I've worked with Intel's DRM

[KNicolson]

And they were always very careful to point out that their software is merely tamper *resistant*, not tamper *proof*. This is not just the sales guys, but the engineers too, and even in meetings if I accidentally said, for example, "*blah* will prevent copying", they were quick to correct my mistake.

An important point about the paper

[cube_mudd]

I attended the 2002 IPAM Crypto conference at UCLA where Steven Rudich gave a presentation on this. There is an important point that, from reading the comments thus far, is not being appreciated.

The paper does not say that programs can't be obfuscated. What it does say, is that there can be no generalized "obfuscator" that you run your program through and voila you've got an obfuscated version. Hoever, program obfuscation is possible on a per program basis. Simply put, the more obfuscated a program is, the more difficult it might be for someone to reverse engineer it.

The folks at cloakware have done what's supposed to be a bang up job of embedding AES keys in an obfuscated client. What that means is that you can use powerful, yet easy to compute, block ciphers with symmetric keys for "public" key cryptography. The clients will have your key embedded in the program, but in theory they won't be able to recover it. As the paper proves, Cloakware has to do the obfuscation on a program by program basis. They can't have a generalized obfuscating machine because such a machine can't exist.

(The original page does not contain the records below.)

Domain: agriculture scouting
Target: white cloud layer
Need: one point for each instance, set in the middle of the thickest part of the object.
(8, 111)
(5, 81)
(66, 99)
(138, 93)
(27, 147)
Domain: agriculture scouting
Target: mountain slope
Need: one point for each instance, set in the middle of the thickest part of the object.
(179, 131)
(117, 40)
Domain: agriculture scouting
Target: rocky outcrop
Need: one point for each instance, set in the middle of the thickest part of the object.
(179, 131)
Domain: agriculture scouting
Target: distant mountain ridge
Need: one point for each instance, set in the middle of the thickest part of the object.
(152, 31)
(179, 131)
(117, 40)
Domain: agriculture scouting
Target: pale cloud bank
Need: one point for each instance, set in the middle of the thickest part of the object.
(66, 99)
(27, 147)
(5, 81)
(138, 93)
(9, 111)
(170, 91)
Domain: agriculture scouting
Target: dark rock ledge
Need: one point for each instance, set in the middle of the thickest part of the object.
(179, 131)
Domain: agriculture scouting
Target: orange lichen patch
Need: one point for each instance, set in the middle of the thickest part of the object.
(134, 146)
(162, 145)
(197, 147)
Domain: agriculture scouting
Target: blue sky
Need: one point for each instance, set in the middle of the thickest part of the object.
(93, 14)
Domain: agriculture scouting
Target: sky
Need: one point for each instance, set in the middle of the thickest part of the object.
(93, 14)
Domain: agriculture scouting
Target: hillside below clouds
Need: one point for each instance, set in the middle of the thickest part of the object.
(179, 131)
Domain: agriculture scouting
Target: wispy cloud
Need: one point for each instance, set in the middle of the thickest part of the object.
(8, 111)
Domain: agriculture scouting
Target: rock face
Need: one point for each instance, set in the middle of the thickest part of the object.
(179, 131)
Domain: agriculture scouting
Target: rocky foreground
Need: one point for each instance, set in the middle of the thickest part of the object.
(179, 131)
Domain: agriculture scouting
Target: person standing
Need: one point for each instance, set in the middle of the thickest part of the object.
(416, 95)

Now, while I firmly believe that perfect DRM is an impossible goal (assuming no SSSCA), good enough DRM is certainly conceivable. If CSS had been obfuscated, DeCSS might have come out much later than it did. Program obfuscation could easily be used by those want DRM. They'd have to be prepared to be in a digital arms race, but they could probably as least give those who want to crack DRM a run for their money.

All things considered, we'd be better off if content providers were willing to trust software DRM rather than forcing all non copy-compliant hardware out of existence.

Re:software protection

[uebernewby]

I think you'll find dongle-protected apps such as CuBase, 3D Studio Max (up to v.3) et al have been available cracked for a long time.

Re:software protection

[CaptainSuperBoy]

Was that before or after you spent some time messing with trojans? Yeah you're not going to live that one down. Don't expect me to buy any of your software any time soon.